The Keralan Bayou: Alleppey Backwaters
The Kerala Backwaters are a network of interconnected canals, rivers, lakes and inlets, a labyrinthine system formed by more than 900 km of waterways sometimes compared to the American Bayou.
We spent the day exploring some of Kerala's backwaters. Slow-boating through small canals, the jungle canopy lush over head, voyeuristically taking in the romantic rural homes as we passed by, women gathering water from ancient stones steps that lead straight into the river, men gazing into tiny mirrors shaving, washing their razors in the river every so often, children playfully fishing for crawfish and taunting frogs.

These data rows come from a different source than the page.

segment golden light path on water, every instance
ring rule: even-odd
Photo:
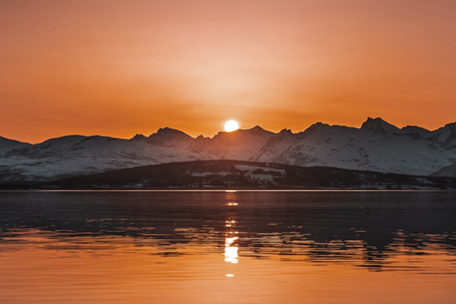
[[[179,209],[172,213],[174,232],[147,228],[153,237],[138,237],[145,230],[128,217],[118,219],[130,227],[118,235],[94,236],[90,231],[100,224],[95,218],[86,219],[86,231],[11,229],[0,243],[0,277],[7,278],[0,281],[1,302],[428,304],[450,303],[456,295],[454,251],[437,234],[415,236],[435,241],[413,249],[407,246],[410,234],[397,231],[395,253],[372,256],[370,265],[362,240],[317,244],[302,234],[281,232],[279,221],[266,223],[268,231],[252,231],[248,219],[269,213],[277,219],[284,209],[255,209],[254,216],[246,217],[239,193],[223,197],[219,231],[212,224],[180,224],[174,217]],[[138,236],[127,235],[128,230]],[[349,248],[343,251],[343,246]],[[327,256],[316,258],[317,249]]]

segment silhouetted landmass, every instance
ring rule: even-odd
[[[456,189],[456,179],[237,160],[138,167],[43,184],[63,189]]]

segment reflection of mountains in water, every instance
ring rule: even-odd
[[[128,236],[163,256],[196,245],[223,251],[229,220],[240,258],[279,255],[392,270],[398,256],[454,257],[453,201],[451,192],[4,193],[0,250],[38,229],[72,249],[81,237],[97,246]]]

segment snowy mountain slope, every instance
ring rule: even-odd
[[[366,126],[366,123],[363,127]],[[386,173],[428,175],[455,162],[456,151],[398,128],[350,128],[317,123],[271,161]]]
[[[4,151],[4,152],[1,152]],[[274,133],[256,126],[212,138],[160,129],[130,140],[71,135],[30,145],[0,138],[0,181],[51,180],[120,168],[207,159],[328,166],[385,173],[456,176],[456,123],[401,129],[380,118],[361,128],[316,123]]]
[[[0,159],[0,180],[47,180],[161,162],[204,159],[199,153],[138,140],[66,136],[10,151]]]

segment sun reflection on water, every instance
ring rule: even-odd
[[[236,192],[227,192],[225,194],[225,199],[227,201],[227,206],[230,207],[237,206],[237,194]],[[224,261],[228,263],[228,265],[237,264],[239,263],[239,231],[237,231],[236,220],[236,209],[230,208],[227,214],[227,217],[225,220],[225,247],[224,247]],[[225,276],[228,278],[232,278],[234,276],[233,273],[234,269],[232,267],[229,267],[227,269],[227,273]]]

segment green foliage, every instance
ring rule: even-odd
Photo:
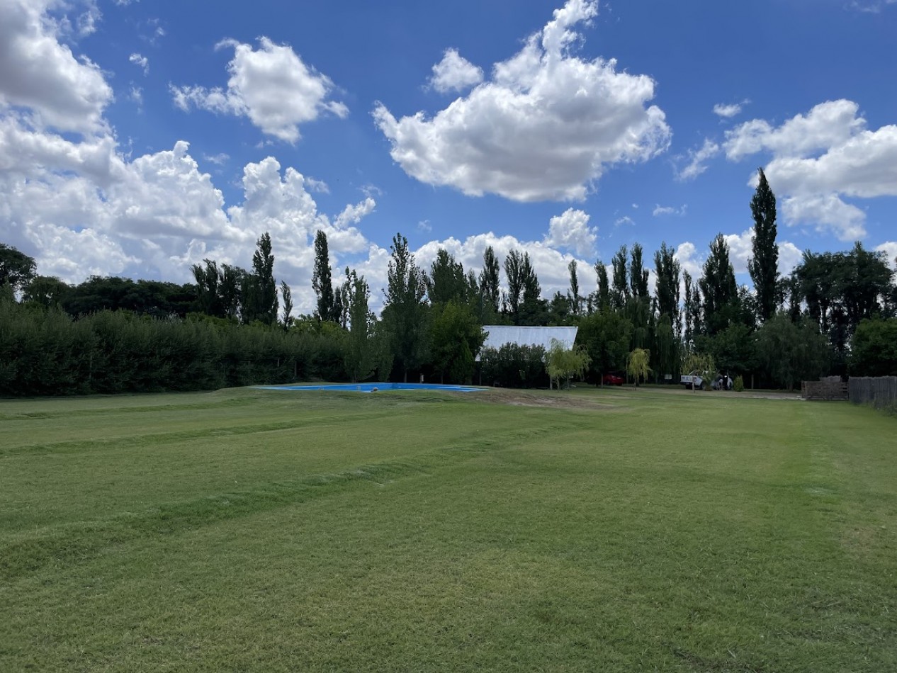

Life in the backwaters seems quaint and romantic, yet I couldn’t help but wonder how the monsoon transforms the landscape with the influx of excess water.
We had the chance to visit a few families who live in this area, learning a little about each one of their various trades. One family grew pepper for sale, but also their land is a naturally rich spice wonderland. Curry, cinnamon and nutmeg trees, ginger and turmeric, cardamon and cumin - everything is at their fingertips. It’s no wonder this area was a central part of the spice trade, its incredible to see how these plants thrive in this environment. The other families wove intricate palm rugs and made their own rope from coconut husks - incredibly time-consuming processes that lead to high quality end products.
After a traditional Keralan lunch on banana leaves (including starfruit pickle!) we moved to a larger boat and a larger canal. Steered by a man with a long pole, it reminds of you of the Venice canals. Although ours was more rudimentary for a day trip, the houseboats in the backwaters can get quite snazzy. Some with A/C, private chefs and even seven bedrooms!